Cuando una empresa, gobierno o persona obtiene recursos financieros en el presente y se compromete a pagarlo en el futuro, ya sea en un pago o en varios, es considerada una deuda. Todos los libros de finanzas corporativas, como el de Fundamentos de Finanzas Corporativas de Stephen Ross, Randolph Westerfield y Bradford Jordan, explican que el bono es un instrumento de deuda en el que sólo se pagan intereses periódicos hasta el vencimiento, y es hasta el vencimiento en el que se debe pagar el monto prestado.
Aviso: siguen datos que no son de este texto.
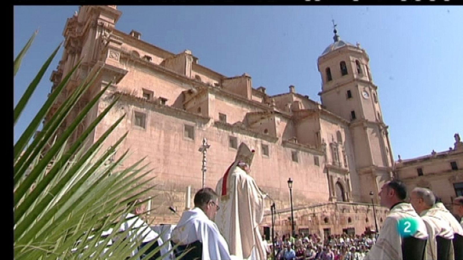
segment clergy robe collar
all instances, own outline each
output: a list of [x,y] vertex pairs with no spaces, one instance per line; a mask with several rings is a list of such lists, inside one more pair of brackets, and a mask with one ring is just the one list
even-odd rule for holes
[[397,202],[395,204],[394,204],[394,205],[393,205],[391,207],[391,208],[390,209],[389,209],[389,210],[392,210],[392,209],[394,208],[394,207],[397,206],[397,205],[400,204],[400,203],[406,203],[406,202],[405,202],[405,201],[399,201],[399,202]]

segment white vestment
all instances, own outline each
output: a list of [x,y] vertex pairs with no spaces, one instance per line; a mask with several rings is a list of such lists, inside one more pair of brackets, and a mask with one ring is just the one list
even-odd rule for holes
[[202,260],[232,259],[217,226],[199,208],[184,212],[170,235],[172,241],[179,245],[199,241],[202,244]]
[[397,230],[399,220],[405,218],[416,220],[418,229],[412,236],[421,239],[428,237],[426,226],[409,203],[401,203],[391,209],[380,231],[376,243],[373,246],[365,260],[400,260],[402,257],[402,238]]
[[450,227],[452,228],[454,233],[458,234],[460,235],[463,236],[463,228],[458,223],[458,221],[457,220],[455,217],[452,215],[452,213],[450,213],[450,211],[445,208],[444,204],[441,202],[438,202],[436,204],[434,204],[433,208],[437,210],[435,211],[436,214],[439,214],[439,217],[447,221],[449,224],[450,225]]
[[431,208],[424,210],[420,214],[426,225],[428,231],[428,241],[426,243],[426,260],[453,260],[453,248],[450,250],[448,259],[437,258],[437,242],[436,237],[439,236],[445,239],[453,239],[453,231],[450,225],[443,219],[438,214],[438,210]]
[[[156,239],[158,246],[161,247],[159,250],[161,255],[164,255],[167,254],[169,251],[167,250],[166,247],[163,245],[163,240],[161,238],[161,236],[148,226],[148,224],[144,221],[139,217],[135,216],[133,214],[128,213],[125,218],[129,219],[132,217],[133,217],[133,218],[128,219],[121,225],[119,229],[119,232],[122,232],[130,229],[131,230],[127,235],[127,237],[130,238],[131,242],[135,241],[136,239],[138,241],[141,240],[142,243],[146,243],[152,241],[154,239]],[[136,235],[135,233],[136,231],[137,231]],[[138,252],[137,249],[134,249],[132,251],[131,256],[133,256]]]
[[[159,234],[159,235],[161,236],[161,238],[163,240],[163,242],[164,244],[166,244],[165,246],[165,249],[168,252],[170,251],[172,249],[172,244],[170,243],[169,240],[170,239],[170,234],[172,233],[172,230],[175,228],[175,225],[163,224],[161,225],[155,225],[154,226],[151,227],[154,232]],[[168,243],[168,242],[169,242]],[[171,251],[166,257],[164,258],[164,260],[175,259],[175,257],[174,256],[174,253]]]
[[267,252],[259,230],[263,218],[264,196],[252,177],[237,164],[235,161],[217,183],[220,209],[214,221],[232,254],[243,259],[266,260]]

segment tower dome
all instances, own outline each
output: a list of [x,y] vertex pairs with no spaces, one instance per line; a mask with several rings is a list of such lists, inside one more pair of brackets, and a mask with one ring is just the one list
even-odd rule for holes
[[333,40],[334,41],[334,42],[330,44],[329,46],[326,47],[326,49],[325,49],[323,53],[321,54],[322,56],[346,45],[354,46],[352,44],[340,39],[339,36],[338,35],[338,31],[336,30],[336,25],[334,25],[333,22],[333,25],[334,27],[334,30],[333,31],[333,32],[334,33],[334,36],[333,37]]

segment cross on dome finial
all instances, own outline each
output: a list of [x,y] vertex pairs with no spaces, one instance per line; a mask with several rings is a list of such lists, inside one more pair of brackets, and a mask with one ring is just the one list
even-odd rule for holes
[[336,26],[338,26],[338,25],[334,23],[334,19],[332,19],[331,21],[333,23],[333,32],[334,33],[334,36],[333,36],[333,40],[336,43],[339,40],[339,36],[338,35],[338,30],[336,30]]

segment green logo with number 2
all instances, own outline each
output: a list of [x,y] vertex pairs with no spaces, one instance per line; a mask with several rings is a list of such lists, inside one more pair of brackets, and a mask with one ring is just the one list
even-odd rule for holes
[[418,222],[412,217],[405,217],[397,223],[397,231],[402,237],[414,235],[418,229]]

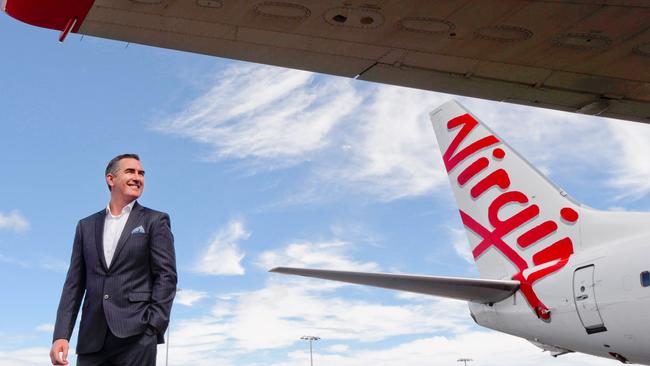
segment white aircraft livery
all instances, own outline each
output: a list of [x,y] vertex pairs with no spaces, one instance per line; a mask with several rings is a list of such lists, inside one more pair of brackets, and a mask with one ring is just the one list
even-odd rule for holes
[[650,365],[650,214],[575,202],[455,101],[430,117],[481,279],[271,271],[466,300],[553,356]]

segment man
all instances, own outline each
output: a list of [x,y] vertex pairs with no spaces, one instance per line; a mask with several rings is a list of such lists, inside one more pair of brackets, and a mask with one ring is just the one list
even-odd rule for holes
[[140,206],[144,170],[135,154],[106,167],[108,207],[79,221],[50,358],[67,365],[81,300],[77,365],[156,363],[176,293],[169,216]]

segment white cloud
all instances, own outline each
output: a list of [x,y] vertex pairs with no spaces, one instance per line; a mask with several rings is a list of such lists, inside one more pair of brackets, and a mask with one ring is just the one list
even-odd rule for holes
[[[264,252],[256,262],[274,265],[332,266],[378,270],[378,265],[350,257],[350,244],[342,241],[291,243]],[[421,297],[394,304],[369,302],[340,296],[330,281],[271,274],[264,287],[229,294],[218,299],[209,314],[177,319],[172,325],[171,359],[174,364],[241,364],[242,354],[282,349],[315,334],[329,341],[342,341],[331,352],[344,352],[345,343],[385,340],[400,335],[462,332],[471,327],[463,302]],[[349,285],[365,294],[368,289]],[[380,294],[391,294],[378,290]],[[182,292],[181,292],[182,293]],[[363,296],[362,296],[363,297]]]
[[620,147],[611,160],[609,184],[621,192],[618,198],[638,199],[650,192],[650,126],[645,123],[610,121],[610,139]]
[[239,242],[249,236],[241,221],[229,222],[215,234],[210,244],[202,251],[193,270],[215,276],[243,275],[245,270],[241,261],[244,259],[244,253],[239,249]]
[[[288,360],[268,366],[293,366],[309,360],[309,351],[288,353]],[[469,365],[554,365],[614,366],[617,361],[571,354],[551,358],[527,341],[496,332],[468,332],[457,336],[424,337],[382,349],[351,349],[347,354],[323,354],[316,349],[315,364],[332,366],[429,366],[458,365],[461,357],[471,358]]]
[[316,79],[305,71],[237,64],[156,129],[208,144],[212,158],[293,165],[326,147],[332,128],[360,102],[352,81]]
[[19,211],[0,212],[0,230],[27,231],[29,227],[29,221]]
[[50,349],[45,347],[21,348],[0,351],[0,366],[42,366],[49,365]]
[[347,344],[334,344],[327,347],[327,351],[332,353],[343,353],[343,352],[347,352],[349,349],[350,346],[348,346]]
[[185,305],[185,306],[192,306],[194,305],[194,303],[201,301],[207,296],[208,296],[207,292],[183,288],[183,289],[179,289],[179,291],[176,292],[174,303]]
[[467,263],[474,264],[474,255],[470,250],[465,230],[450,228],[449,231],[451,233],[452,245],[456,254],[463,258]]
[[51,323],[40,324],[39,326],[36,327],[36,331],[45,332],[45,333],[52,333],[52,332],[54,332],[54,324],[51,324]]

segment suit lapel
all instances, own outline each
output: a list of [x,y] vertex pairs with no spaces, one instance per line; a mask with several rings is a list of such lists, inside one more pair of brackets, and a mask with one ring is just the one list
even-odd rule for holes
[[120,251],[122,251],[122,248],[124,248],[124,244],[129,240],[129,237],[131,236],[131,232],[133,229],[135,229],[136,225],[138,222],[140,222],[140,218],[142,217],[142,206],[136,202],[133,205],[133,209],[131,210],[131,214],[129,214],[129,219],[126,220],[126,224],[124,225],[124,230],[122,230],[122,234],[120,235],[120,240],[117,242],[117,247],[115,248],[115,254],[113,254],[113,260],[112,263],[115,263],[117,260],[117,257],[120,255]]
[[106,210],[100,211],[95,215],[95,246],[97,246],[97,255],[102,263],[104,271],[108,270],[106,257],[104,257],[104,223],[106,222]]

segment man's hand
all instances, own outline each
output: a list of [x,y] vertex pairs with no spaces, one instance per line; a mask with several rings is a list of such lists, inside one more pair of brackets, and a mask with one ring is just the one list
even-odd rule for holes
[[52,360],[52,365],[67,365],[69,348],[70,343],[67,339],[57,339],[54,341],[54,343],[52,343],[52,349],[50,350],[50,360]]

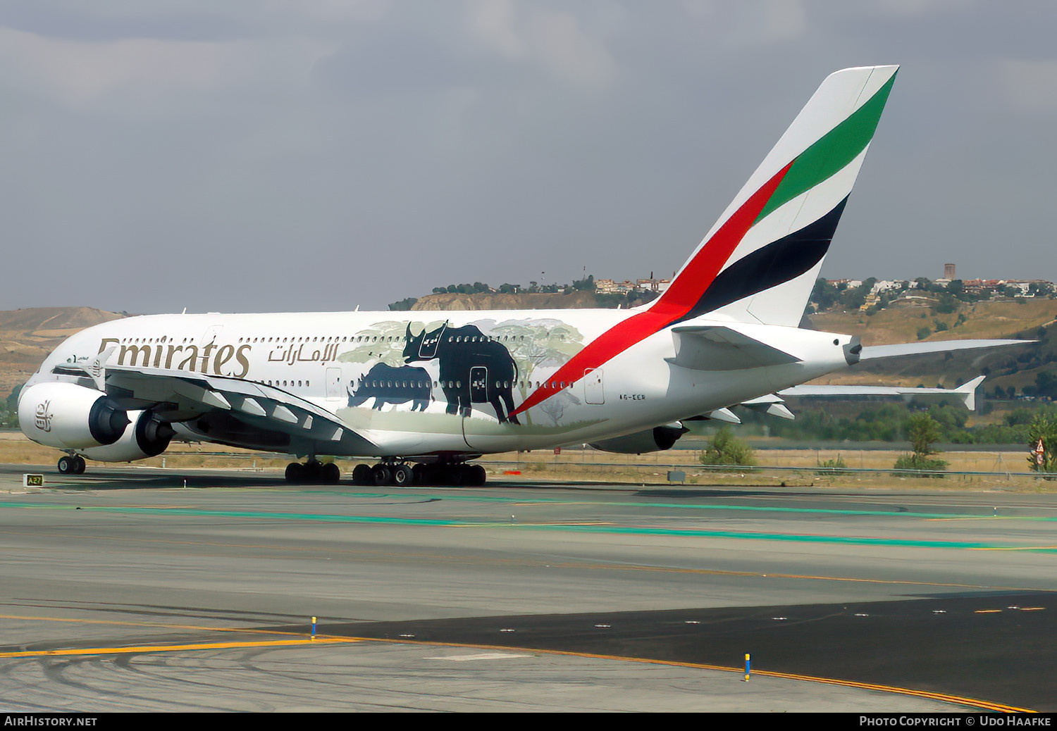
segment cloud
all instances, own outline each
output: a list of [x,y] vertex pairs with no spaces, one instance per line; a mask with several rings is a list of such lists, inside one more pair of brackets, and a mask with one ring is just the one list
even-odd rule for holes
[[504,57],[535,60],[576,83],[604,85],[613,76],[612,56],[572,13],[512,0],[474,0],[467,5],[467,25]]
[[999,61],[996,77],[1006,99],[1016,110],[1057,111],[1057,61]]

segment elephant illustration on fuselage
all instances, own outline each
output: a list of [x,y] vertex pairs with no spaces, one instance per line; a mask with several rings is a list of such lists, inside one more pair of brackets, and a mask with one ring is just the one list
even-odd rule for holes
[[500,423],[520,424],[514,411],[517,365],[503,343],[476,325],[449,327],[411,335],[407,326],[404,362],[438,361],[441,389],[449,414],[469,416],[471,404],[490,404]]
[[349,406],[359,406],[368,398],[374,399],[375,409],[386,404],[414,401],[411,411],[425,411],[432,398],[432,379],[424,368],[393,368],[375,363],[355,391],[349,389]]

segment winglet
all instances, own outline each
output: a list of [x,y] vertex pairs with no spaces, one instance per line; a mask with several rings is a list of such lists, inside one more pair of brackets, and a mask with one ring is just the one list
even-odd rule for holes
[[953,391],[953,393],[957,393],[962,399],[965,404],[965,408],[969,411],[977,410],[977,389],[984,382],[985,377],[986,376],[977,376],[972,380],[965,381]]

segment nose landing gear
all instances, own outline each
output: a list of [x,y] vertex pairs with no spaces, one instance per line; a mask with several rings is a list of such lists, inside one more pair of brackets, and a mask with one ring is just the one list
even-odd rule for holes
[[67,454],[59,457],[59,474],[85,474],[85,457],[79,454]]

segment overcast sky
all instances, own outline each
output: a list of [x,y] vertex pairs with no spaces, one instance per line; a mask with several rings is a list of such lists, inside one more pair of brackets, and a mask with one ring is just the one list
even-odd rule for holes
[[876,63],[823,275],[1057,280],[1055,32],[1043,0],[4,0],[0,310],[669,276]]

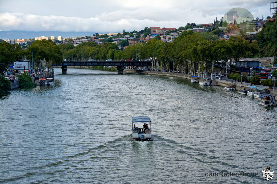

El bono facilita el pago del préstamo porque el deudor sólo tiene que al abonar el interés y se deja de pagar el componente de la amortización hasta el vencimiento del título, momento en el que se espera que el proyecto que recibió la inversión genere los ingresos suficientes para pagarlos. En su libro Finanzas Corporativas: Un enfoque latinoamericano, Guillermo Dumrauff explica que los bonos son instrumentos apropiados para proyectos de infraestructura que requieren de grandes desembolsos y de un financiamiento de muy largo plazo en donde una sola fuente de crédito no asumiría todo el riesgo. Por un lado, el bono permite que varios inversionistas participen en el financiamiento mediante la adquisición de estos instrumentos, y también les permite retirarse de la operación a través de su negociación en los mercados financieros. Y como toda deuda, los bonos tienen condiciones y una de ellas es la garantía, la que puede ser un activo o un flujo de ingresos resultado de la explotación de un activo. Entonces, como habrá notado a este momento, ninguno de los argumentos presentados por los funcionarios públicos que defienden que los bonos no son deuda son diferentes a las definiciones de deuda que estudiamos en finanzas corporativas: Vamos a obtener dinero de terceros, habrá una garantía, existe un flujo de dinero, etc.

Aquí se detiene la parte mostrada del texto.